The areas where this combination has the most value are growing, not shrinking. Privacy litigation, cybersecurity breach class actions, disputes involving AI systems, digital forensic evidence, telecommunications regulatory matters, intellectual property in software. These aren’t niche practice areas any more. They’re increasingly central to commercial litigation, and they require counsel who can engage with the technical detail rather than outsourcing it entirely to expert witnesses.
I’m not suggesting that expert witnesses become unnecessary. I’m saying that a barrister who can read the expert’s report, understand it without a tutorial, identify the gaps or assumptions, and cross-examine the opposing expert on the actual technical merits brings something that a barrister relying on a crash course can’t match.
#The honest assessment
Law school at 40-something is harder in some ways and easier in others. The difficulty is time. I’ve got a family, a homelab running 88 services that demands attention (services don’t stop failing because you have a constitutional law exam), and a study platform that I keep building instead of using. The readings are measured in hundreds of pages per week, and legal writing requires a precision that technical writing doesn’t prepare you for. “Close enough” isn’t a concept that survives contact with a law school rubric.
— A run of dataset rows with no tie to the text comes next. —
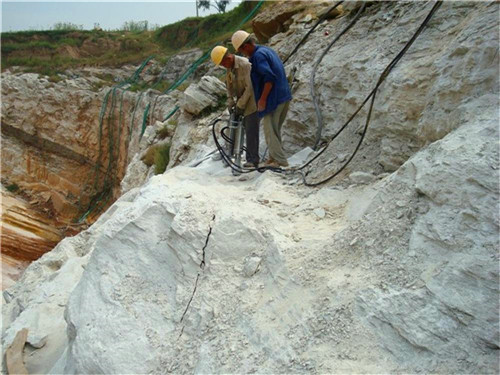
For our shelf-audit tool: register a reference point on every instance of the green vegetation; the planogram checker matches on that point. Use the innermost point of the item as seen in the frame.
(67, 26)
(50, 52)
(163, 132)
(162, 157)
(159, 156)
(202, 32)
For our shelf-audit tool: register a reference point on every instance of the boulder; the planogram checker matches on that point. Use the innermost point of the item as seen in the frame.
(203, 95)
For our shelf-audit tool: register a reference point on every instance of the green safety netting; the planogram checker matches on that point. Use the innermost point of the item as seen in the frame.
(102, 190)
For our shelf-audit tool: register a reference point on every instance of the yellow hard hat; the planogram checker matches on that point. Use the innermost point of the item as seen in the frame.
(238, 38)
(217, 54)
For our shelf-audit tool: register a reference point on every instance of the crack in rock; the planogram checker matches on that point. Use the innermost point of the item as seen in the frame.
(202, 267)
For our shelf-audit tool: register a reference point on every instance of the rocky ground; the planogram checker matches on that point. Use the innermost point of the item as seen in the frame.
(392, 267)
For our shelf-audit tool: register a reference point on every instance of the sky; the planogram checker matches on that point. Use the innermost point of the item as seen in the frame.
(42, 15)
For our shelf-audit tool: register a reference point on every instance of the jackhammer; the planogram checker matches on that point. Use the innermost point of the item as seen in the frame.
(234, 146)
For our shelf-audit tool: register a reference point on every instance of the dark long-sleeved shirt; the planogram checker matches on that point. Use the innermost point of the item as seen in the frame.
(267, 67)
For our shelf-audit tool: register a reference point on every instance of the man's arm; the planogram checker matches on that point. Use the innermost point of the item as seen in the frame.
(229, 88)
(248, 91)
(268, 76)
(261, 105)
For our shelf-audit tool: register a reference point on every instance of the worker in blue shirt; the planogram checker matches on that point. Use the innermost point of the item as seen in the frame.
(271, 90)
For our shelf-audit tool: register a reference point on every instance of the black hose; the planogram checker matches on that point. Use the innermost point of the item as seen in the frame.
(372, 95)
(321, 19)
(319, 115)
(228, 160)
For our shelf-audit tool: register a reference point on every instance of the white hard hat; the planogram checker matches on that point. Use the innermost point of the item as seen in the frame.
(217, 54)
(238, 38)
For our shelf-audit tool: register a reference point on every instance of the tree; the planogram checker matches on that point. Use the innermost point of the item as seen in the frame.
(219, 5)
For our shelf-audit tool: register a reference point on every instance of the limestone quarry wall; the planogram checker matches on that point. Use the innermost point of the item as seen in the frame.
(197, 271)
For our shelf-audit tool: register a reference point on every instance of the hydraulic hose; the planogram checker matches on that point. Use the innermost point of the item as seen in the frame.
(319, 115)
(372, 95)
(321, 19)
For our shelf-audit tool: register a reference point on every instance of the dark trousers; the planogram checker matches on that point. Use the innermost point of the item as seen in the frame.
(251, 123)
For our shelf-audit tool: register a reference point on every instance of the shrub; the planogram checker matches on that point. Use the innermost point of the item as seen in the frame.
(162, 157)
(163, 132)
(67, 26)
(159, 156)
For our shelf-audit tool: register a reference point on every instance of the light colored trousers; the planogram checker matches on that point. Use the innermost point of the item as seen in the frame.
(272, 123)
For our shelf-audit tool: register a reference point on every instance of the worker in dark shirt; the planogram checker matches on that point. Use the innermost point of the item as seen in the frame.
(271, 90)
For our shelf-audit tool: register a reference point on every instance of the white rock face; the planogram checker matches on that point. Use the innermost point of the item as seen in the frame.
(204, 94)
(398, 276)
(201, 272)
(447, 77)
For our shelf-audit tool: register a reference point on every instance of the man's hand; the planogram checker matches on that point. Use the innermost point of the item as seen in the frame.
(239, 111)
(261, 105)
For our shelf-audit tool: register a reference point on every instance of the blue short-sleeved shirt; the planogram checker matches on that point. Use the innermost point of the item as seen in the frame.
(267, 67)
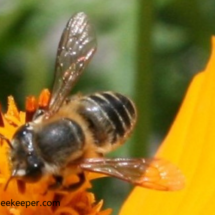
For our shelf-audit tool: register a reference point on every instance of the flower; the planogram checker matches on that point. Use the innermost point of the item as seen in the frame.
(71, 203)
(190, 144)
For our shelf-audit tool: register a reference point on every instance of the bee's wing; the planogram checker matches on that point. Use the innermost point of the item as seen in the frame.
(155, 173)
(76, 47)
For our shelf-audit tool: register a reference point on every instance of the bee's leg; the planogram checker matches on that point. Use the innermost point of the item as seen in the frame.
(2, 137)
(58, 183)
(77, 185)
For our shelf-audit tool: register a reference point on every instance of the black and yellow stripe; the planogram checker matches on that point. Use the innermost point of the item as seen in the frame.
(111, 116)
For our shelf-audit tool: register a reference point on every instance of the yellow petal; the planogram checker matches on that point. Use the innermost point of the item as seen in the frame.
(190, 144)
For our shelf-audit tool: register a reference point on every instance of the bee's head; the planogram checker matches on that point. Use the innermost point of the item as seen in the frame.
(26, 164)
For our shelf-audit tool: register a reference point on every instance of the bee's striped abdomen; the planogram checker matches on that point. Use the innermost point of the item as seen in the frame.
(111, 116)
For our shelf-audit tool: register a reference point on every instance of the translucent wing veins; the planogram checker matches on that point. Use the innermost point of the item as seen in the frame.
(76, 47)
(150, 173)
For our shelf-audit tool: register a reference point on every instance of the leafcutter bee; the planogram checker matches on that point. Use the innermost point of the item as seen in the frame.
(74, 133)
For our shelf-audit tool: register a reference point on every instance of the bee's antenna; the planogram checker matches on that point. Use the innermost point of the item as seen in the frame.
(7, 140)
(10, 178)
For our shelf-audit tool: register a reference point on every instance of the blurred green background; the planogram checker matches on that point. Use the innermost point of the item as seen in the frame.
(148, 50)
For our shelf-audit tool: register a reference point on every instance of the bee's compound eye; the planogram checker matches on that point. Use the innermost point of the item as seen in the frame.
(33, 168)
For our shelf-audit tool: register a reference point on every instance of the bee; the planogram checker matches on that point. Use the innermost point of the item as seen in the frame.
(73, 134)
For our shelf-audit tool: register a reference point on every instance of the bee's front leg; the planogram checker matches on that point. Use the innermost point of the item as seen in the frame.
(77, 185)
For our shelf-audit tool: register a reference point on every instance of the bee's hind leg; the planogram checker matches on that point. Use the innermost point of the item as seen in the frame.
(59, 183)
The advantage is perspective. I’ve spent decades watching organisations make decisions, manage risk, negotiate contracts, and deal with the consequences when things go wrong. When a torts lecture discusses foreseeability, I’m not working from hypotheticals. I’ve seen the incident reports. When a contracts lecture explains the doctrine of frustration, I think about force majeure clauses I’ve actually read in vendor agreements. The law isn’t abstract when you’ve got 25 years of context for how it applies in practice.
The other advantage is that I know how to learn efficiently. Not because I’m smarter than my classmates (I’m not), but because I’ve had to learn new technical domains repeatedly throughout my career. Going from Cisco IOS to Junos to Check Point to Fastly’s VCL isn’t the same as going from networking to law, but the meta-skill of rapidly acquiring domain knowledge in a structured way is transferable. And now I’ve got a study platform that was literally built around how my brain works.
#The point
The law needs people who understand systems. Not just legal systems, but the technical systems that increasingly define how evidence is created, stored, transmitted, and destroyed. How contracts are executed by software. How personal data flows across jurisdictions. How an AI model makes a decision that affects someone’s insurance premium or parole application.
I’m not switching careers. I’m adding a capability. The networking and security background isn’t something I’m leaving behind. It’s the foundation that makes the legal qualification valuable. The Victorian Bar doesn’t need another generalist. It needs barristers who can stand up in court and explain, with technical authority and legal precision, what actually happened inside the system.
That’s the bet. Ask me in five years whether it paid off.